The survival status of β thalassemia major in China is worrisome. Majority of them had not received regular transfusion and chelation. Liver and cardiac iron deposition occur early and had a high incidence.
观察重型β地中海贫血患者铁沉积状况,制定合适的治疗策略。
收集并分析135例年龄在6岁4个月至17岁11个月的重型β地中海贫血患者的输血及螯合治疗状况数据。测定血清铁蛋白水平,并使用MRI T2(*)技术测定心脏和肝脏的铁沉积情况。

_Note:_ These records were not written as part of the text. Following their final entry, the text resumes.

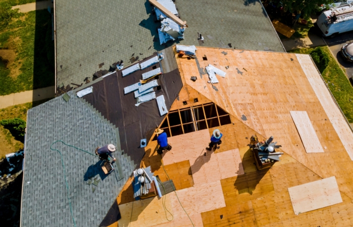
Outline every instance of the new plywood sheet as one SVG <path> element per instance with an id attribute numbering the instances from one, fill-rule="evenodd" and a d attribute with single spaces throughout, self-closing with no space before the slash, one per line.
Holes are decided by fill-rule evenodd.
<path id="1" fill-rule="evenodd" d="M 196 159 L 190 161 L 195 185 L 210 183 L 244 174 L 238 149 L 217 153 L 206 151 Z"/>
<path id="2" fill-rule="evenodd" d="M 177 193 L 180 203 L 190 216 L 225 206 L 220 181 L 195 185 L 178 190 Z M 175 193 L 170 195 L 175 219 L 188 218 Z"/>
<path id="3" fill-rule="evenodd" d="M 195 160 L 206 151 L 210 138 L 207 129 L 168 138 L 168 143 L 172 149 L 163 152 L 163 163 L 168 165 L 186 160 Z"/>
<path id="4" fill-rule="evenodd" d="M 163 196 L 165 196 L 165 207 L 172 215 L 170 195 Z M 119 210 L 122 215 L 122 218 L 117 221 L 119 227 L 147 227 L 168 222 L 162 200 L 157 197 L 120 205 Z M 167 217 L 171 219 L 171 215 L 167 212 Z"/>
<path id="5" fill-rule="evenodd" d="M 296 214 L 342 202 L 334 177 L 288 188 L 288 192 Z"/>
<path id="6" fill-rule="evenodd" d="M 339 111 L 309 55 L 296 54 L 344 148 L 353 160 L 353 132 Z"/>
<path id="7" fill-rule="evenodd" d="M 296 124 L 307 153 L 323 152 L 317 135 L 306 111 L 291 111 L 290 116 Z"/>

在研究的135例患者中,男性66例,女性69例,平均年龄12.1岁。对111例患者测定了血清铁蛋白(SF),其范围为1 086.8 μg/L至15 011.5 μg/L。其中,16例SF水平<2 000 μg/L(14.5%),41例SF在2 000至4 000 μg/L之间(36.0%);54例SF>4 000 μg/L(48.7%)。肝脏MRI T2()结果显示,仅8例(5.9%)肝脏铁含量在正常范围,19例(14.9%)显示轻度肝脏铁沉积;34例(25.2%)中度和74例(54.8%,最小的仅6岁4个月)分别有重度铁沉积。心脏MRI T2()显示,89例(65.9%)心脏铁含量在正常范围;19例(14.1%)有轻度心脏铁沉积,27例(20.0%)有重度铁沉积(最小的仅9岁3个月)。SF水平与肝脏和心脏铁沉积(MRI T2(*))明显相关,r和P值分别为-0.284、0.003和-0.374、0.000。108例患者因经济问题输血及螯合治疗不规律。后期剂量不足及螯合治疗不规律导致SF水平升高及铁沉积严重。
中国重型β地中海贫血患者的生存状况令人担忧。大多数患者未接受规律的输血及螯合治疗。肝脏和心脏铁沉积出现早且发生率高。